In some respects, Gregor is renovating an old concept here: that it would be more useful to examine “totalitarian” regimes as a group, rather than isolating some as fascist, or right-wing, and others as Marxist, or left-wing. He may have a point. Certainly both tendencies have implemented genocide of innocent groups in the process of stimulating powerful in-group identity and out-group rejection. But when he accuses other scholars of fascism of claiming that “only” right wing groups can commit mass murder, he is being unfair. No one I have read has ever made that claim, and in other places he seems to deliberately ignore the rigor of their approaches to defining fascism as a generic phenomenon and claims that they have fallen victim to Allied propaganda from World War II and Marxist theories of late-stage capital which are equally inaccurate claims. He ignores that these same scholars also came of age with the legacy of Cold War anti-Communism in their background, and yet they seem to have risen above that propaganda while being brainwashed by earlier material.
Still, Gregor remains a useful corrective for those who insist on using the “f-word” as a way of insulting anyone whose politics they disagree with and insisting that some kind of analytical usefulness be applied to terminology in political science.
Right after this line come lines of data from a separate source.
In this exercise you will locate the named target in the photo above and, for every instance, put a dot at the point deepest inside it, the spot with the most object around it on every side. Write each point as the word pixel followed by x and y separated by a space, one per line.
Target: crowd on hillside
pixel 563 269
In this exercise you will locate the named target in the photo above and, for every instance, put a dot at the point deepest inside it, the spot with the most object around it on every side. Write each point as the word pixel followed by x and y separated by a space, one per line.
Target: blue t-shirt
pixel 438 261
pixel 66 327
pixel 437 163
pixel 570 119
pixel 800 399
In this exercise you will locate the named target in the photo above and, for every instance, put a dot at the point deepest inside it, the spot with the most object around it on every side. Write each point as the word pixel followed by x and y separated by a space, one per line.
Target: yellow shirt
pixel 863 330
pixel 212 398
I doubt anyone but Gregor agrees with all of his conclusions, but the road he takes to reach them is worth consideration.
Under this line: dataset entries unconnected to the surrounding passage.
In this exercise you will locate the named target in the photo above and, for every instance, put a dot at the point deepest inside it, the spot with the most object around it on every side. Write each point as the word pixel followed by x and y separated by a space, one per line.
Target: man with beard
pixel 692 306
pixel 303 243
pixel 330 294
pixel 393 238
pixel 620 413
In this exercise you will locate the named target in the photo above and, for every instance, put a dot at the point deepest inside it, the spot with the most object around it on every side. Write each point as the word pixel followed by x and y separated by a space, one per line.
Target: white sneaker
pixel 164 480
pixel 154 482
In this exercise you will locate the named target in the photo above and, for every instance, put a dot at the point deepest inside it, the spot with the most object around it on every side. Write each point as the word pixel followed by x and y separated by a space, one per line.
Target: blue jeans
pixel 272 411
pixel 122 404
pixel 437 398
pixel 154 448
Though this book contains the usual perversities one has come to expect from Gregor (e.g., the claim that the Salò Republic was populated by as many anti-fascists as fanatics [!:]; or that some of the movements he covers are not neofascist..., largely because they resemble National Socialism; or that the race-lunacy of Julius Evola contains "precious little" that resembles National Socialism, mainly because his racism was more theosophical than biological [!!:] -- the book for all that contains a set of brilliant analyses of some stunningly bizarre and well-known movements. And there is none of the ranting turgidity (or not much, anyway) that is found in his Place in the Sun. I have read the chapters on Italian Fascism, which is excellent; on Evola; on Marcus Garvey --; there are also chapters, which I haven't yet read, on the occult racism of NOI's E.M.; on Hindu fascism; and on Post-Maoist China. Much of his analysis is sound - it is jargon-free - and replete historical quotations. This is a valuable addition to the topic.
While ignored by mainstream American political discourse - which thinks that the world revolves around the twin poles of two center-right bourgeoise parties -- you can mark my words that fascism, under diverse masks and modes, will rear its head again many times throughout the 21st century -- and will once again deceive the multitudes about its true intentions and orientations. To be forewarned is to be forearmed.
Though himself a fascist, Gregor is to be thanked for the analytical clarity he has brought in a long career to this much misunderstood and essential topic.